We recently caught up with Tomy Fox, a longtime Con-way Truckload driver and driver trainer, and one of our two True to the Troops truck representatives. For the past month, Tomy has been travelling the country with the True to the Troops truck. In the last two weeks, Tomy has an additional honor to transport The Wall That Heals, a mobile replica of the Vietnam Veterans’ Memorial. A Vietnam veteran himself, Tomy shared his experiences transporting The Wall. Currently Tomy is transporting a part of the memorial, a motorcycle that was damaged, from Utah to Texas to be repainted.
Q: What does it mean to you to be representing Con-way Truckload’s True to the Troops campaign?

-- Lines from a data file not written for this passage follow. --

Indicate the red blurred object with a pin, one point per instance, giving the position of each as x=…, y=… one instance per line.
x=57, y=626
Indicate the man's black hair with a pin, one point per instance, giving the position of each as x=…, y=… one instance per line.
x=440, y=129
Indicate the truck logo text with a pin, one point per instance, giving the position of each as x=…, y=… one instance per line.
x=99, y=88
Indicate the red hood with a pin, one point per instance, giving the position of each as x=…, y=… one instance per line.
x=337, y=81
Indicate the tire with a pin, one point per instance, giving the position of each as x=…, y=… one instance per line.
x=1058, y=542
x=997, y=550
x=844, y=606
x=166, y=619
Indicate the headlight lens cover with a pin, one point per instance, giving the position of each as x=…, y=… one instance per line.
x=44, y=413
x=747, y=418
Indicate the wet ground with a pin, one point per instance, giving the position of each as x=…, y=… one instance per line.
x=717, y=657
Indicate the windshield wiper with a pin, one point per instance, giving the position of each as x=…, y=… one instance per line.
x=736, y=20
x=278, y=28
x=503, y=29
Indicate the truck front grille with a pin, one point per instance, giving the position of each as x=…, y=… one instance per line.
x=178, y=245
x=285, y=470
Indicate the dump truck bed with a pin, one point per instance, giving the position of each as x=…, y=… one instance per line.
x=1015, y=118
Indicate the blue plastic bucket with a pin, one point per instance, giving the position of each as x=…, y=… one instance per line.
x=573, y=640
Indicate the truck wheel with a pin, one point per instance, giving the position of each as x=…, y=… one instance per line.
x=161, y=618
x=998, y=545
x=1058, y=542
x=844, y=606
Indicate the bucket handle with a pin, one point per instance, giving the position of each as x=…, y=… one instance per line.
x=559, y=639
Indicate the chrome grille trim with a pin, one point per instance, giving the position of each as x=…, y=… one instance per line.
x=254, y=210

It is an honor. It’s a privilege to be able to represent our company in front of other veterans and let them know someone cares - that Con-way Truckload cares.

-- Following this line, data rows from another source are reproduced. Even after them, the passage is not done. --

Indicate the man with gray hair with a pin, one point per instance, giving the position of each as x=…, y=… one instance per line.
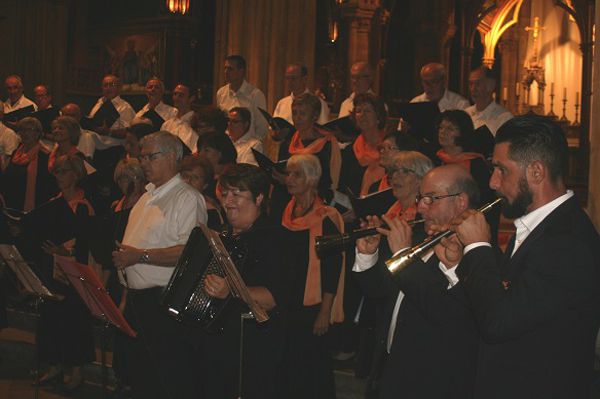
x=433, y=79
x=157, y=230
x=296, y=76
x=16, y=100
x=361, y=78
x=426, y=332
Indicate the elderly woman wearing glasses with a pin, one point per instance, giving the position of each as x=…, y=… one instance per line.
x=316, y=281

Q: What has been your favorite part of driving the True to the Troops truck?
Definitely my time transporting The Wall that Heals. That has been a super honor, especially because I am a Vietnam veteran. I have met hundreds of other Vietnam veterans. We reminisce and talk about our time of service.
I have had the Wall for two weeks and I have it another week and a half, but I would just as soon transport it for the rest of my time with the True to Troops truck!
A lot of the veterans who visit recognize names on the Wall, which makes it personal to them. It’s amazing to watch them come up here because when they leave they feel better. They paid their respects.
Also, parents bring their kids out here to teach them about the Vietnam War. In Michigan, a school bus pulled up filled with high school students. Their teacher asked them to pick a name on the wall and write it down. Then we helped them print out the life stories that go along with the names – their families, their history. The kids really liked it.
NOTE FROM TOMY: If you want info about anyone whose name is on the Wall That Heals, visit www.VVMF.org.
Q: Can you tell us a little bit about your time in the service?
I joined in 1972 and I was out in 1993. To be honest, I really enjoyed it. During my military career, I went places and did things that most Air Force servicemen don’t get to do – I was really lucky.
In the Air Force I spent time in Vietnam but I also served in Iran, Jordan, Ethiopia, Kenya, Taiwan, Japan, India and many European countries. Part of the career was to travel so I got to see some really neat places.
Q: What does it mean to you when someone thanks you for your service?
Well, that’s a tough question. We (Vietnam veterans) were treated badly when we returned from war. I guess it is better late than never but it still hurts the way we were treated 40 years ago. I do really appreciate it and I get it all the time with this truck. The support I receive everywhere is really astonishing. And, a late “thank you” is better than none at all.
Q: Can you tell us about the special gift you received recently?
We were in Hoffman Estates, Illinois, right outside of Chicago. We had the wall up and had kids go through the truck. He was in the truck for a while - it was just he and I. I answered all his questions about the truck. His mom was really nice and they thanked me for sharing this information with their son. Well, they came back the next day and the boy handed me a hand-painted American flag card. He did it on his own. He came up with the idea, painted it and wrote in it all by himself. He wrote “I salute you! God bless you. Thank you for serving our country and for showing me your truck. Grateful! God’s blessings Jonah”
It made me feel like a million bucks. It was so out of the blue. I have it pinned inside my sleeper now. I am hoping we can put it in a trophy case back at headquarters when I get back.